I came to the House of Delegates in 1987. That was the year we raised the gas tax to fund expansion of I-270, build Baltimore's light rail and extend Metrorail to Greenbelt. Again, in 1992, we passed a big transportation revenue package, leaving the details of project selection to informal negotiations between legislators and the governor.
But that was the last increase in the gas tax and the last big transportation package. Twenty years ago.
Since then, the General Assembly has passed small programs — to build the Intercounty Connector with tolls and to keep up with highway repairs and transit planning. But these have fallen far short of the need. The result has been world-class traffic congestion, which irritates citizens and retards economic growth.
For the last few years, Senate PresidentThomas V. Mike Millerhas championed legislation to raise the gas tax. It has failed because oil prices have risen and public trust in government priorities has fallen. This year, it failed again because most legislators were convinced — rightly — that most voters won't support a gas tax increase to pay for transportation investments they are only vaguely aware of. Such an increase is unlikely to be taken up in a special session.
What is to be done?
We need a new, more transparent strategy for transportation investment. Unlike Maryland, many states fund major transportation projects from bonds authorized in voter referendums. The state's leadership draws up a plan and asks the voters to approve it.

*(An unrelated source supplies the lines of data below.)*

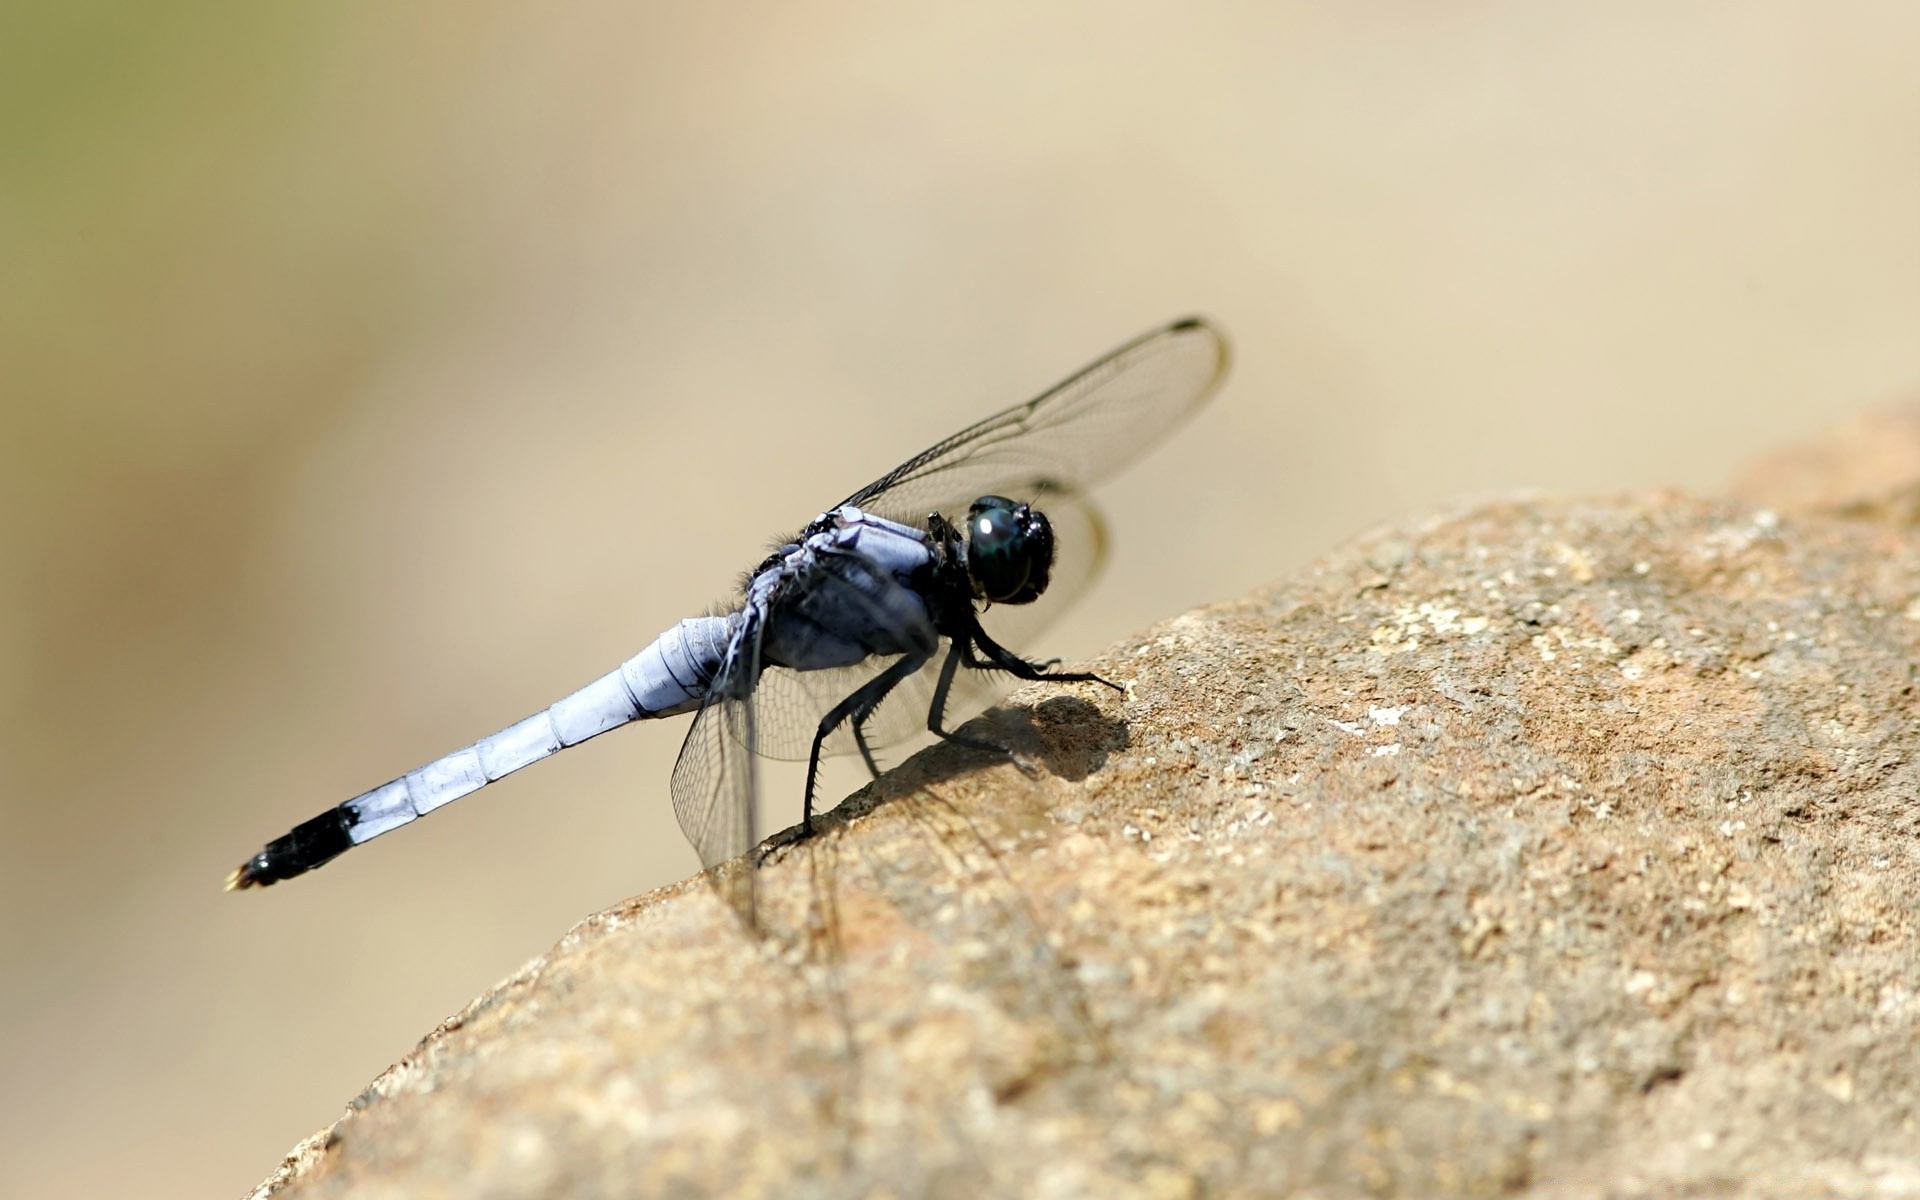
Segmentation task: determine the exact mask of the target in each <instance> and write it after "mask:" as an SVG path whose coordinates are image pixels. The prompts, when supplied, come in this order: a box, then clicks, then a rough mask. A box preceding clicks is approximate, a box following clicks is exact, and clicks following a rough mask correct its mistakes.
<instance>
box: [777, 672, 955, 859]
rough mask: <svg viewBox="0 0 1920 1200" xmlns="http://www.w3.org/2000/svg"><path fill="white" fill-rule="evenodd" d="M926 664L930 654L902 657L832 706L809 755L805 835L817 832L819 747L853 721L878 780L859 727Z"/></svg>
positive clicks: (828, 712)
mask: <svg viewBox="0 0 1920 1200" xmlns="http://www.w3.org/2000/svg"><path fill="white" fill-rule="evenodd" d="M925 664H927V655H902V657H900V659H899V660H897V662H895V664H893V666H889V668H887V670H883V672H879V674H877V676H874V678H872V680H868V682H866V684H862V685H860V687H858V691H854V693H852V695H849V697H847V699H843V701H841V703H837V705H833V708H831V710H829V712H828V714H826V716H822V718H820V728H818V730H816V732H814V749H812V753H808V755H806V804H804V808H801V828H803V829H804V831H806V833H812V831H814V781H816V780H818V778H820V747H822V745H826V739H828V735H829V733H833V730H837V728H839V726H841V722H843V720H849V718H851V720H852V735H854V745H858V747H860V756H862V758H866V766H868V768H870V770H872V772H874V776H876V778H879V766H877V764H876V762H874V755H872V751H868V745H866V735H864V733H862V732H860V724H862V722H864V720H866V718H868V716H872V714H874V708H879V703H881V701H883V699H887V693H889V691H893V685H895V684H899V682H900V680H904V678H906V676H910V674H914V672H916V670H920V668H922V666H925Z"/></svg>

The revenue sources may be the gas tax — or sales tax, property tax, or other revenue. The key is that the revenue is tied to specific projects, and the voters — not the politicians and bureaucrats — get to decide if the benefits are worth the costs. In just the last three years, in the midst of the Great Recession and rising gas prices, voters in 18 states have passed 74 transportation investment programs.
Maryland can learn something from them. After 20 years of waiting for the politicians to decide the time is right to raise revenue for transportation, it time to put the issue to the citizens. Unfortunately, under Maryland's constitution, putting this challenge to the people is easier said than done. It will require a constitutional amendment allowing the governor and the legislature to call a referendum on a transportation investment program.
But that's no reason not to do it. Five years ago, the legislature proposed a constitutional amendment to let the people decide on legalizing slots gambling in Maryland, and they approved it.
The first step would be for the legislature to propose a constitutional amendment to authorize a referendum on a major traffic-busting transportation plan. We could do it in a special session this year and put in on this November's ballot. Or we could wait until next year and propose it for Election Day 2014.
If it is approved, the governor and legislative leaders should convene a group, including private-sector representatives, to draw up a plan to put to the voters. It should be both bold enough to inspire confidence that it will a game-changer, reducing traffic congestion and driving smart growth, and practical enough that voters can understand why the benefits are worth the costs.
Our current transportation funding model has clearly failed to keep pace with our economic needs. It's time for a new approach: Asking our people to make the big choices.